Dano also put a lot of work into set-up on this guitar.  He leveled and dressed all the frets, and spent a ton of time on the neck angle!  This is really labor intensive work and most people just never take the time.  Let’s just say it involves taking the neck off and on, A LOT!!  Speaking of the neck on this one, it is just HUGE and has a wonderful V-shape.  I find it totally comfy to play!

I was initially totally stumped as to who made this guitar.  As usual there aren’t any identifying markings anywhere.  Normally I just say “Kawai” when I see an oddball guitar like this, and after consulting a few different forums, I think I narrowed this guitar down to the late 60s period when Kawai had purchased Teisco and churned out very strange guitars that have similarities to older models offered by both Teisco and Kawai.  Check out that headstock and that interesting slanted carve. It is something I’ve seen a few times before.  A fine guy on the Matsumoku forum pointed out that this guitar’s body is very similar to the TG series Teiscos.  Remember the “Monkey Grip” guitar?  I bet there were a bunch of old Teisco bodies that just didn’t make the cut back then, so Kawai just used them up by dipping them in a thick finish to cover up any imperfections!  That’s just my theory, but I do know that most of the Japanese factories were very cost conscious, so who knows?   Either way, this is just a cool, playable vintage guitar that deserves some love, and that’s just what we all gave this old gal!  Finally check out Mike Dugan playing this guitar.  We used a Fulltone OCD for the dirt, and the faithful Ampeg Gemini I for the amp.  Enjoy!


7 thoughts on “Late 1960s Kawai/Teisco Japanese Electric Guitar

  1. David Velez says:

    Hi there,
    Cool guitar and great article.
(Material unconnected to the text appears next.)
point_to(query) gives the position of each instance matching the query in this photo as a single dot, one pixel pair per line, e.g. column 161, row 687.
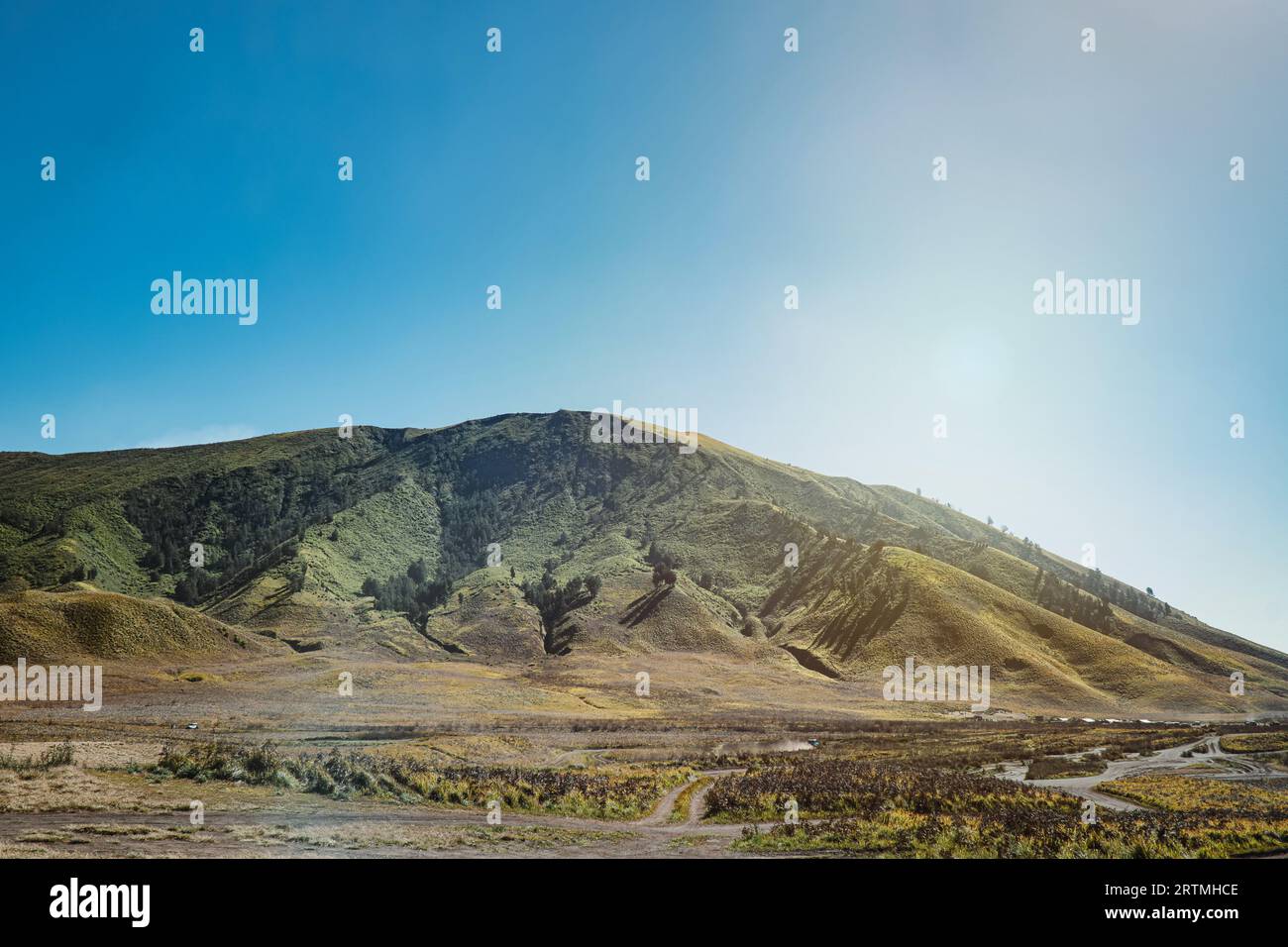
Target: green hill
column 292, row 526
I need some help. I’m restoring my original Teisco Spectrum 5 and I need a bridge. Do you have one or know where can I find one? This is an important project for me. I got this guitar when I was 9 from my Dad and I’m 43 now. I’d like to bring back great memories by restoring the guitar and having my Dad see and hear that guitar. Any help will be greatly appreciated.

    David Velez

    1. drowninginguitars says:

      Spectrum 5 guitars are REALLY great, and I hope to own one someday. I love the connection you have to that guitar through your dad, and I think a lot of people have connections to these instruments in the same way, through their dad (or mom). Those original bridges will be hard to find because it seems like they were specific to the Spectrum 5 and maybe a few others. They aren’t the generic typical bridge. Contact Dano Dave or Nate DeMont through my links page for the best chance at parts. Dano’s worked on a few Spectrums and I seem to remember he worked around one that didn’t have an original bridge. I think he retro-fitted a different but similar bridge and it worked fine. Best of luck and thanks for the comment!

  2. Mark Rauch says:

    I also need a few spectrum 5 bridge parts. Any asistance would be greatly appreciated.
    Specifically, the sting saddles, round bar, and whangy bar.

  3. Hoyt Taylor says:

    I was wondering if you had pictures of the guts of the wiring? Or maybe even a wiring diagram? I just picked up a Teisco with 3 gold foils, and a similar array of knobs and switches. Unfortunately it needs a rewire! Please get back to me.